The senior pastor of New Ebenezer Baptist Church tweeted (and later deleted) the “meaning of Easter” far surpasses the resurrection of Jesus Christ, the cornerstone of the Christian faith.
At the center of Christianity is Jesus’ death, burial, and resurrection. In His death, the Son of God became the substitutionary atonement for humanity, bearing the weight of our sins — the judgment of God — for us. Three days later, in His resurrection, Jesus overcame sin and death, granting those who accept salvation unrestrained access to God.
Warnock, whose Twitter handle bears the title “reverend,” went on to share a message directly contradictory to the Gospel, the good news of Jesus.
“Whether you are a Christian or not,” the leftist senator wrote, “through a commitment to helping others, we are able to save ourselves.”
The lawmaker’s tweet was immediately flooded with responses from Christians calling out the heretical nature of his post, which flies in the face of the repeated and resounding message of the Gospel, which is that — no matter how hard we try or how diligently we work — salvation is forever beyond our reach, outside the person and sacrifice of Jesus. If human beings could earn their way into right relationship with God, Jesus’ sacrifice on the cross would have been for nought.
“You know this is literal heresy, right?” asked Conrad Close.

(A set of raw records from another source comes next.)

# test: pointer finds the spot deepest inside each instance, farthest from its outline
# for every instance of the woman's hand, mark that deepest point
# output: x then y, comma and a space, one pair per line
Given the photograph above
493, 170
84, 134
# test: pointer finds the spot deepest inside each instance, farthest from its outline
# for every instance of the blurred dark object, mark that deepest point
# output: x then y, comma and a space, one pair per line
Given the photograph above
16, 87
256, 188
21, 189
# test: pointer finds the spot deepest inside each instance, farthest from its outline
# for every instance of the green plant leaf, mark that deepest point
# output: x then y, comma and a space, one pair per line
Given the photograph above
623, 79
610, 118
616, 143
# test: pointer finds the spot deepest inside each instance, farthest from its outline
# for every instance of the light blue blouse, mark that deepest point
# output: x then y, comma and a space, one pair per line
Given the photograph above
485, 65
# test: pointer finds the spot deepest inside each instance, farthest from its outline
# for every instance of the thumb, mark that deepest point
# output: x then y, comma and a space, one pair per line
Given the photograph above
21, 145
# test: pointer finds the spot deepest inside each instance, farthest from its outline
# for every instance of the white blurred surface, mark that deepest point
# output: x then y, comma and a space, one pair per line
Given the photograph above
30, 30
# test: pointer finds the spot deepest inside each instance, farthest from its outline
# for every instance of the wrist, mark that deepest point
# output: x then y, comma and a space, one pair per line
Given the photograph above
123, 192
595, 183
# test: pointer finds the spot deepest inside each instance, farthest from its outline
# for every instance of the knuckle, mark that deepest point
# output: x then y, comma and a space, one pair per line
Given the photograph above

Allie Stuckey, an author and host of the podcast “Relatable,” added, “There is nothing more transcendent than the resurrection of the God-man, Jesus. Literally: His resurrection transcends our finite conceptions of science [and] rationality, that the Word became flesh, dwelt among us, then was slain for our sins only to conquer death [three] days later?”
“What kind of reverend would say something like this?” replied Army veteran Samuel Williams. “Jesus Christ died and then rose again to take the sins of the world away. You are poisoning the minds of Christians for political purposes.”
Sports Spectrum’s Jason Romano wrote, “With all due respect, this is literally the opposite of what the Gospel says. Ephesians 2 states that clearly. Faith alone, Christ alone.”
“Love God, love others,” Romano continued. “We should always help others. But man, that’s [not] how we’re saved. Romans, Ephesians, the Gospels all make it clear we can’t save ourselves. If we could, then Jesus [died] on the cross for nothing.”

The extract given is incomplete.